Neetcode - Maximum Product Subarray
Read the error, not the panic.
Maximum Product Subarray
Given an integer array nums, find a subarray that has the largest product within the array and return it.
A subarray is a contiguous non-empty sequence of elements within an array.
You can assume the output will fit into a 32-bit integer.
Input: nums = [1,2,-3,4]
Output: 4
Input: nums = [-2,-1]
Output: 2
Today, we're going to solve this interesting problem, which is clearly related to dynamic programming (DP). I’ve tackled it before using Python, but this time I approached it with C++, and still learned a lot from revisiting this "old friend." The following is my working solution—though I initially had a bug with the outer loop boundary. That said, this version can be further optimized, and we’ll walk through both the current and the optimized solutions together.
class Solution {
public:
int maxProduct(vector<int>& nums) {
int max_prod = INT_MIN;
dfs(1, max_prod, nums);
return max_prod;
}
void dfs(int len, int& max_prod, vector<int>& nums) {
int n = nums.size();
if (len > n) return;
for (int i = 0; i <= n - len; ++i) {
int prod = 1;
for (int j = i; j < i + len; ++j) {
prod *= nums[j];
}
max_prod = max(max_prod, prod);
}
dfs(len + 1, max_prod, nums);
}
};DFS - CSY
This solution uses a recursive approach that gradually increases the window size until there are no more elements to process. However, you can observe that this is essentially a brute-force method that explores all possible subarrays. To improve efficiency, we apply Kadane’s Algorithm, which we will introduce first.
Kadane's Algorithm
This algorithm answers the question: “At each index, is it better to continue the current subarray or start a new one from this index?” The key insight behind the code is:
A maximum subarray ending at index k has two choices:
- Extend the previous subarray (keep what we have)
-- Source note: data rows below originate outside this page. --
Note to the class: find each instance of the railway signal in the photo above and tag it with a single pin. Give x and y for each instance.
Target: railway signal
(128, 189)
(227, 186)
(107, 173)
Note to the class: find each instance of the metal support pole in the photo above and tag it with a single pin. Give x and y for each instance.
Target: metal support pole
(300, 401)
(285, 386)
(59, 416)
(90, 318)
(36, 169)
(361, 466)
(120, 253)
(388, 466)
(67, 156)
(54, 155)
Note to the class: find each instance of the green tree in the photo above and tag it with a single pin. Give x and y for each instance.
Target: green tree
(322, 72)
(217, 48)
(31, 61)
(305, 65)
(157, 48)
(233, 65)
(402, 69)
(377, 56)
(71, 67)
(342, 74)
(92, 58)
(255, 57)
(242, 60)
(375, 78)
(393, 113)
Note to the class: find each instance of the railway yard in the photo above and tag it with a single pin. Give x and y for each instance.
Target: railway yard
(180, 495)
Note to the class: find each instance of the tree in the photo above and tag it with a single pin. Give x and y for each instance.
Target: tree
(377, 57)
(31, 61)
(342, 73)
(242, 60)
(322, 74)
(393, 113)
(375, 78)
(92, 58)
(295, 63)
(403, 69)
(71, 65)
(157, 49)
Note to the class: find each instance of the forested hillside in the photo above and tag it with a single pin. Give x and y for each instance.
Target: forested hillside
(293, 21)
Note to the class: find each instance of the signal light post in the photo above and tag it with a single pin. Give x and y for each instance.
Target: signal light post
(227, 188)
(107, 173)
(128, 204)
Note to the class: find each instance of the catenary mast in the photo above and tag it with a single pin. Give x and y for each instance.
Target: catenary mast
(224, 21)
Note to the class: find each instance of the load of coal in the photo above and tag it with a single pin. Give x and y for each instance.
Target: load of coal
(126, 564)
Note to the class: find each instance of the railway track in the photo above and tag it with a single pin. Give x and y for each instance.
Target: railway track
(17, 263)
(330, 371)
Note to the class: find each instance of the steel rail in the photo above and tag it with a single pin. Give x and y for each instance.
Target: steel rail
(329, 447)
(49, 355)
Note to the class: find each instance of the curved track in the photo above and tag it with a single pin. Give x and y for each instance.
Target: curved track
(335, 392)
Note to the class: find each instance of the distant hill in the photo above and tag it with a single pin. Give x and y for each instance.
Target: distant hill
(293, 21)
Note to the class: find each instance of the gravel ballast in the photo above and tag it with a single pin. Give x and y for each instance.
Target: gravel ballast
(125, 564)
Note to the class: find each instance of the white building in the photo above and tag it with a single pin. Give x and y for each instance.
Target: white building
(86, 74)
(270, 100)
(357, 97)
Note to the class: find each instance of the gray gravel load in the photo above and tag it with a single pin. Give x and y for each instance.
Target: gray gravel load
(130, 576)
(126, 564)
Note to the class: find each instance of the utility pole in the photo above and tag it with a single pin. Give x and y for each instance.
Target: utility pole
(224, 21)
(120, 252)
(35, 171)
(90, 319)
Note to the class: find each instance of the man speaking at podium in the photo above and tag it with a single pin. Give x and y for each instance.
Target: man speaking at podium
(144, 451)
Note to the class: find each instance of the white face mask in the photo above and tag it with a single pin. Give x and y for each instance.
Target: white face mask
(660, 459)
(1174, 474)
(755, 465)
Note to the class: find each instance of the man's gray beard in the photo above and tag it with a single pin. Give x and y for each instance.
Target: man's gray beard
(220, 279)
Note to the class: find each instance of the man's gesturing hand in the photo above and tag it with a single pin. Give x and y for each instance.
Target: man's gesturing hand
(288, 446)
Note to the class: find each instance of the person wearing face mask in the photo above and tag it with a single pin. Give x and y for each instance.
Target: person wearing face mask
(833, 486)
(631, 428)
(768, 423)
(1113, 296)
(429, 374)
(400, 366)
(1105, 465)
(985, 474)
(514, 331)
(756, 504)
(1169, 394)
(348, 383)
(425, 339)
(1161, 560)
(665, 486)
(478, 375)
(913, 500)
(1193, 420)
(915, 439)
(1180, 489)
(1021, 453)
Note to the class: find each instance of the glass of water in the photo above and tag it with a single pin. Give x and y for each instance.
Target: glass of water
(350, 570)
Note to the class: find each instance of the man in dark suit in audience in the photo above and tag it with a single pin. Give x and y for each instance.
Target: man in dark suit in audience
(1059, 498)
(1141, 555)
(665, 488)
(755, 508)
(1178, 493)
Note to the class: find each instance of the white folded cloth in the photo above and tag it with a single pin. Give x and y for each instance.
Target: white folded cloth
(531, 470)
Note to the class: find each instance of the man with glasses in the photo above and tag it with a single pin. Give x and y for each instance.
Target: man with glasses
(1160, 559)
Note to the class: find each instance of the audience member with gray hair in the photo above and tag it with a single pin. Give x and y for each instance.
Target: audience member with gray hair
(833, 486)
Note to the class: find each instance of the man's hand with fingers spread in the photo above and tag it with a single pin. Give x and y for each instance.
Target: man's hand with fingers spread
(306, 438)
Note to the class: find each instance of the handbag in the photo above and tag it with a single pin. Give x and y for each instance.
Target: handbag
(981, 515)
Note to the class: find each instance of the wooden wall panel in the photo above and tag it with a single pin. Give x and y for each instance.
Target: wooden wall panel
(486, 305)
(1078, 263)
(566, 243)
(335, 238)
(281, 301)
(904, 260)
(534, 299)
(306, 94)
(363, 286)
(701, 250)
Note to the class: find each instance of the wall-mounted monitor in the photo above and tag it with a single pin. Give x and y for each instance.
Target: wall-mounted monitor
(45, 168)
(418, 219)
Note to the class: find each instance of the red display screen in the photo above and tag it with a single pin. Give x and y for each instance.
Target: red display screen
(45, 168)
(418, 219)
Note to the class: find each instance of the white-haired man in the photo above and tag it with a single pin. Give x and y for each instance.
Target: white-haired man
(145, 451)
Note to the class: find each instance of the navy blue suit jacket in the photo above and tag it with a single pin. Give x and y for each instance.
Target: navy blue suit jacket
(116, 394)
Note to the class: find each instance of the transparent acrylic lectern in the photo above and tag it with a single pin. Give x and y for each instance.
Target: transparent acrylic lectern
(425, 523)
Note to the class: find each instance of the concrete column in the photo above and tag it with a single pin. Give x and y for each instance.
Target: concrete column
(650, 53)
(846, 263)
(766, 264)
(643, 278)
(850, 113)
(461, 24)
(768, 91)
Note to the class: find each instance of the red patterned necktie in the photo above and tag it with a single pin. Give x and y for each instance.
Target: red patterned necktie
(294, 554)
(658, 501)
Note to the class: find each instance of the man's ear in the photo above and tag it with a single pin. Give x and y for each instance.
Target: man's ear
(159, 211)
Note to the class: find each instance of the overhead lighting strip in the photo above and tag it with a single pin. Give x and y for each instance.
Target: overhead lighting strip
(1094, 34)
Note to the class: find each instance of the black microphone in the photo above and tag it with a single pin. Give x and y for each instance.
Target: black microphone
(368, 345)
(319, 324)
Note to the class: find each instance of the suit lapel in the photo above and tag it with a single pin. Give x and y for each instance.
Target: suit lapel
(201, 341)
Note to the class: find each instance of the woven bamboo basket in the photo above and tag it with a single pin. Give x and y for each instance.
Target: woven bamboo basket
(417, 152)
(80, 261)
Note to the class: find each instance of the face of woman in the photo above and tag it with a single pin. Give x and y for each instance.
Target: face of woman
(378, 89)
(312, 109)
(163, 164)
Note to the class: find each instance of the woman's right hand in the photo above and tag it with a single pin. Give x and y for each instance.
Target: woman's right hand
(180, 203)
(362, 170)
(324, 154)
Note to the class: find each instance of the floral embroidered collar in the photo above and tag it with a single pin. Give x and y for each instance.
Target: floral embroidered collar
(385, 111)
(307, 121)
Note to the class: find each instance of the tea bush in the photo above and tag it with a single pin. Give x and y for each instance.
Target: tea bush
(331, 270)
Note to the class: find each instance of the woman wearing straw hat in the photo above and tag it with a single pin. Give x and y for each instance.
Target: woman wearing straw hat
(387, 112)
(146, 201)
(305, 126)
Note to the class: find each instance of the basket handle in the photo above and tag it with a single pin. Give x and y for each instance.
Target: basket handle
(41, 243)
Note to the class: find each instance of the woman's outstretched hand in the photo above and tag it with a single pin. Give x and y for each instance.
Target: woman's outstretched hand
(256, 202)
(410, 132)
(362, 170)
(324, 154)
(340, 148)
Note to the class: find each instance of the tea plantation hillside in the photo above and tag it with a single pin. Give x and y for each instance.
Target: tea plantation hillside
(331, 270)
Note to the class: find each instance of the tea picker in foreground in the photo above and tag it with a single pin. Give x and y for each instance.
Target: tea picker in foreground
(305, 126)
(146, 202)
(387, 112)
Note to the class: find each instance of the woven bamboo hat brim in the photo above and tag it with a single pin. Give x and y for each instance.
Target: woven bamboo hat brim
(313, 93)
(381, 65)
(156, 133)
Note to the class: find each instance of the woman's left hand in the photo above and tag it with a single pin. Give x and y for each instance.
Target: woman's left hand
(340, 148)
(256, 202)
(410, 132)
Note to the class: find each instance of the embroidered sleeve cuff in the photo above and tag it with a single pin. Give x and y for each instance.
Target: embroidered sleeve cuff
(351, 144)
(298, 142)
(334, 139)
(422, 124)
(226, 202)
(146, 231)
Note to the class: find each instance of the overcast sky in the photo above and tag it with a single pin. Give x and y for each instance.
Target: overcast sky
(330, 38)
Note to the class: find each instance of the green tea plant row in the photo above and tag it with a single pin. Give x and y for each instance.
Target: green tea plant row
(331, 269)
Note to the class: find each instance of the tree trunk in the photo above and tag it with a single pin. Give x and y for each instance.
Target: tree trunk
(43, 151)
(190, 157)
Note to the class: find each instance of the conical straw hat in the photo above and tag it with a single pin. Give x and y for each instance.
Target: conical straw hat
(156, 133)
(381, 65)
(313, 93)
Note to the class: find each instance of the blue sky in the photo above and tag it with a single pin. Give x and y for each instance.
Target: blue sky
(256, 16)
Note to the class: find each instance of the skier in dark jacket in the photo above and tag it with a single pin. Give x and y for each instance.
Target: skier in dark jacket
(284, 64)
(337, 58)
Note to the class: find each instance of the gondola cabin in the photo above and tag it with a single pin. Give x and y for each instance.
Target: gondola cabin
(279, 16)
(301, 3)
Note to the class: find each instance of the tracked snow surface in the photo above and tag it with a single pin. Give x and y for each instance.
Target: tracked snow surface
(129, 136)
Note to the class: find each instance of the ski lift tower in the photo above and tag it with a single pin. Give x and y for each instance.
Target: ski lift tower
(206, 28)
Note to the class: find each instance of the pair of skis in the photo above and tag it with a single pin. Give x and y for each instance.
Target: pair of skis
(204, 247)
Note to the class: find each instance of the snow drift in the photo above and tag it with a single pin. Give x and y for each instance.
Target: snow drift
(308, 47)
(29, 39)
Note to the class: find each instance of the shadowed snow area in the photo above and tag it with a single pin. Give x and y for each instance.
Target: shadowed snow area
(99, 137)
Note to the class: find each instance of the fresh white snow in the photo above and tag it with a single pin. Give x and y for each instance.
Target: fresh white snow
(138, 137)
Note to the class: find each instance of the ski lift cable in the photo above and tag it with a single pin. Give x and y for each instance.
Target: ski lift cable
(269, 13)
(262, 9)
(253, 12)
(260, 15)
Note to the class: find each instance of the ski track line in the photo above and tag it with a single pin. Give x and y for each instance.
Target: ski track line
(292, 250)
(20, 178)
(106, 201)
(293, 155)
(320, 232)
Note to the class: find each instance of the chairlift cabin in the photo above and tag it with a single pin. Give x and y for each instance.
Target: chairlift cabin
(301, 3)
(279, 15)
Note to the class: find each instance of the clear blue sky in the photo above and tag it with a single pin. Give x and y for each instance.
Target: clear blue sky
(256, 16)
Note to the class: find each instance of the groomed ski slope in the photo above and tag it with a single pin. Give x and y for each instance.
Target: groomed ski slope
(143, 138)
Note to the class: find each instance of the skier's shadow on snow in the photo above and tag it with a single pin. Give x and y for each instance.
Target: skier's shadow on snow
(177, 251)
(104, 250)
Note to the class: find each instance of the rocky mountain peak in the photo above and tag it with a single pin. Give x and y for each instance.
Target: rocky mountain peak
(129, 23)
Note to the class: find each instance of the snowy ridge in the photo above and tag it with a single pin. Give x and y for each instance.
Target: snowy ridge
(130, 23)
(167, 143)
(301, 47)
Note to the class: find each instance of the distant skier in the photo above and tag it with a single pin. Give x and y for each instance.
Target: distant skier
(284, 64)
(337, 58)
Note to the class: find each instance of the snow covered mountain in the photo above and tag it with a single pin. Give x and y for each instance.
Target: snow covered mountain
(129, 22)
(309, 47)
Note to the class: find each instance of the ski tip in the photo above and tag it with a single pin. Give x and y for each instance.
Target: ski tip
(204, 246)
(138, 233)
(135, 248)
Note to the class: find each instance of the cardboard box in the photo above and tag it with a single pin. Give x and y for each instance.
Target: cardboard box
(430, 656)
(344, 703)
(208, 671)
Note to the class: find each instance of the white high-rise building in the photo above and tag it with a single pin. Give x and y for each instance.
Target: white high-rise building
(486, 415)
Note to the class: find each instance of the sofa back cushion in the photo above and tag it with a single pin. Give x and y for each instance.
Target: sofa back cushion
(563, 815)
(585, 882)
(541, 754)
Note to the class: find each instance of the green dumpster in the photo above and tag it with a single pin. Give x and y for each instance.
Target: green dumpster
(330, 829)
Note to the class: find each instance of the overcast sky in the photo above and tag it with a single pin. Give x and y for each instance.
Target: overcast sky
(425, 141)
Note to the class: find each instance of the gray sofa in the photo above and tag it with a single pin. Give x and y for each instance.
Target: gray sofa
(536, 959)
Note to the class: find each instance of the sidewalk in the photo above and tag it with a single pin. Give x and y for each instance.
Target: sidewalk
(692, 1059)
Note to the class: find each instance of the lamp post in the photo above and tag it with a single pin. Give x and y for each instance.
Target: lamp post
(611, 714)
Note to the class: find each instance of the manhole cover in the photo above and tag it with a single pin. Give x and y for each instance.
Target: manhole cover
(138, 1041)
- Drop everything and start a new subarray from index k
Take [-2, 3, -1, 5, -3] as an example. Starting from index 0:
- Index 0
- Take -2
- current_sum = -2, max_sum = -2
- Index 1: Is it better to continue from -2 → 3 or start fresh from 3?
- Continue: -2 + 3 = 1
- Restart: 3
- Choose the better: current_sum = max(1, 3) = 3, max_sum = max(-2, 3) = 3
- Index 2: Continue from 3 → -1 or restart from -1?
- Continue: 3 + (-1) = 2
- Restart: -1
- current_sum = max(2, -1) = 2, max_sum = max(3, 2) = 3
In brief, Kadane’s algorithm teaches us to decide at each step whether to take the current element or start fresh from it. This classic greedy approach leads to an optimal solution for the maximum subarray problem. However, it’s important to note that greedy methods don’t always guarantee optimal solutions in every problem. Here is the code:
class SolutionKadane {
public:
int maxProduct(vector<int>& nums) {
int max_prod = nums[0];
int cur_min = 1, cur_max = 1;
for (int num : nums) {
int val = num * cur_max;
cur_max = max(max(num * cur_max, num * cur_min), num);
cur_min = min(min(val, num * cur_min), num);
max_prod = max(max_prod, cur_max);
}
return max_prod;
}
}Kadane's Algorithm - Neetcode
I would also like to present the prefix and suffix approach. This solution computes a prefix product starting from the beginning of the array moving right, and a suffix product starting from the end of the array moving left. At each step, it updates the maximum product encountered among all prefix and suffix products seen so far.
class Solution {
public:
int maxProduct(vector<int>& nums) {
int n = nums.size();
int max_prod = nums[0];
int prefix = 0, suffix = 0;
for (int i = 0; i < n; ++i) {
prefix = nums[i] * (prefix == 0 ? 1 : prefix);
suffix = nums[n - 1 - i] * (suffix == 0 ? 1 : suffix);
max_prod = max(max_prod, max(prefix, suffix));
}
return max_prod;
}
};
Prefix-Suffix - Neetcode
This solution works because of the continuity property. I was a bit surprised by how this property relates to the maximum subarray product problem.
Conclusion
In brief, I was only able to meet the baseline requirements for this question and couldn’t devise a more efficient solution in terms of time complexity. However, this exercise served as a valuable review of both C++ syntax and dynamic programming concepts.